Return on equity or ROE is a key measure used to assess how efficiently a company's management is utilizing the company's capital. In simpler terms, it measures the profitability of a company in relation to shareholder's equity.

See our latest analysis for Fameglow Holdings

How Do You Calculate Return On Equity?

ROE can be calculated by using the formula:

Return on Equity = Net Profit (from continuing operations) ÷ Shareholders' Equity

So, based on the above formula, the ROE for Fameglow Holdings is:

76% = HK$16m ÷ HK$21m (Based on the trailing twelve months to September 2023).
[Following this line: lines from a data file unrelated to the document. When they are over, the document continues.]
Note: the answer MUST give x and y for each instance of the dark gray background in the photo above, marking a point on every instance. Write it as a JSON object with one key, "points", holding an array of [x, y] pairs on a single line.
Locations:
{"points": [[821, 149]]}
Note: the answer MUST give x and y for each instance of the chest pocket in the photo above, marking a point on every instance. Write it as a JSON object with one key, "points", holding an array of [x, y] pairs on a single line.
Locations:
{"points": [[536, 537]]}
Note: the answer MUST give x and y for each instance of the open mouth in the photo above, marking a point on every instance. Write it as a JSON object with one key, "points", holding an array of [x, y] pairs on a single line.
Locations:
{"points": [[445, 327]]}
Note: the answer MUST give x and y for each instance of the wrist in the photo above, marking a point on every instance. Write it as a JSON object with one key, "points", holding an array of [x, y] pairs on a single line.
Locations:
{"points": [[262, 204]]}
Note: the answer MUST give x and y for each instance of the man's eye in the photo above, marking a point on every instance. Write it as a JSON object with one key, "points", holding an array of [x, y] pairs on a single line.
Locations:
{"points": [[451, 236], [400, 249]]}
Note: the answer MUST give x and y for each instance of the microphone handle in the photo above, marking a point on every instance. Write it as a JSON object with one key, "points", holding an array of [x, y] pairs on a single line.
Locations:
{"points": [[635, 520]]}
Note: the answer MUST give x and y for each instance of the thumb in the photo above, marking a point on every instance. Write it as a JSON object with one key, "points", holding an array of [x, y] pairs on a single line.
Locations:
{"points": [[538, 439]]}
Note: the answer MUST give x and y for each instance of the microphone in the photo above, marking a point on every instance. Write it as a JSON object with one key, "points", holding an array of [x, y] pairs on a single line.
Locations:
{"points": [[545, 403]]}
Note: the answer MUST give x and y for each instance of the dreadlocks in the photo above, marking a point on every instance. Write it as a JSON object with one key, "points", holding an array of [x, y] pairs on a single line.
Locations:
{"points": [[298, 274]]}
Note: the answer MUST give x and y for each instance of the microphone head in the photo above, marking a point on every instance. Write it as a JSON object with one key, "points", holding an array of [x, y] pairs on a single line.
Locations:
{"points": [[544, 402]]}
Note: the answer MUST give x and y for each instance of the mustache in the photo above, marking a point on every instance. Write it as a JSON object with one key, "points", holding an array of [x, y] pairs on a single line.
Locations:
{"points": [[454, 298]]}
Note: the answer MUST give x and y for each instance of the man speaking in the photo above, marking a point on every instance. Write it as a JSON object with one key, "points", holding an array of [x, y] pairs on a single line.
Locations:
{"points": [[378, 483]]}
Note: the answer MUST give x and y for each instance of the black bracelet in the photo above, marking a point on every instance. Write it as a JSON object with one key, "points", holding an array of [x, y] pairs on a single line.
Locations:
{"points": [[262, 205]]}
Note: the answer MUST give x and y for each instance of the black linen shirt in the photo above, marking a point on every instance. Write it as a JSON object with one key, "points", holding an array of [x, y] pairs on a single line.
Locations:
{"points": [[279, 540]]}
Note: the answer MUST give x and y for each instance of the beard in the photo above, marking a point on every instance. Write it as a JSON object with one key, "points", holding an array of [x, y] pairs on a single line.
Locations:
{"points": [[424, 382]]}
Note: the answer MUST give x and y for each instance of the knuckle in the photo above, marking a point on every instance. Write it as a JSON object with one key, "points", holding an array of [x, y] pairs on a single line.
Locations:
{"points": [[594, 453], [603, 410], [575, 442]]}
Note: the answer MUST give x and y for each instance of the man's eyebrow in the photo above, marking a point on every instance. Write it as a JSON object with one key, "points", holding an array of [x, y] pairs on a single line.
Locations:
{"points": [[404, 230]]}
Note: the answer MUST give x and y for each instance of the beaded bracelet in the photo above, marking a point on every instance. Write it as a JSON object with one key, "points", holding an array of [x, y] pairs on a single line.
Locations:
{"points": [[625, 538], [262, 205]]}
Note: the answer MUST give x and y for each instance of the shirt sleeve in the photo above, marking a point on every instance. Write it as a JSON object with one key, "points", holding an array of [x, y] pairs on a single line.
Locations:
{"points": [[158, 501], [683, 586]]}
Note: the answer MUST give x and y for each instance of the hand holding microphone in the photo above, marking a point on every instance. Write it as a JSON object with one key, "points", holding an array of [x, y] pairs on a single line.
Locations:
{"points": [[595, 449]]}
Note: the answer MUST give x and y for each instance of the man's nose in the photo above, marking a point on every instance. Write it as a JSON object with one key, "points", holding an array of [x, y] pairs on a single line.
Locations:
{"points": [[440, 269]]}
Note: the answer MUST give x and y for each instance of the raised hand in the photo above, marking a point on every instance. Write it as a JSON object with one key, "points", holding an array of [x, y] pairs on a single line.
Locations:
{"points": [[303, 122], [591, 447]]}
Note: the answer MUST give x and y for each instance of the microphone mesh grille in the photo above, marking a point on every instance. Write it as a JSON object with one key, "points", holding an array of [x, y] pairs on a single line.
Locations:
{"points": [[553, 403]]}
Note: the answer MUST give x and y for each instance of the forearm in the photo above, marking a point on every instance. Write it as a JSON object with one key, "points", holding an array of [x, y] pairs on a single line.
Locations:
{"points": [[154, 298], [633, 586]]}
The 'return' refers to a company's earnings over the last year. So, this means that for every HK$1 of its shareholder's investments, the company generates a profit of HK$0.76.

What Is The Relationship Between ROE And Earnings Growth?

Thus far, we have learned that ROE measures how efficiently a company is generating its profits. Depending on how much of these profits the company reinvests or "retains", and how effectively it does so, we are then able to assess a company’s earnings growth potential. Assuming everything else remains unchanged, the higher the ROE and profit retention, the higher the growth rate of a company compared to companies that don't necessarily bear these characteristics.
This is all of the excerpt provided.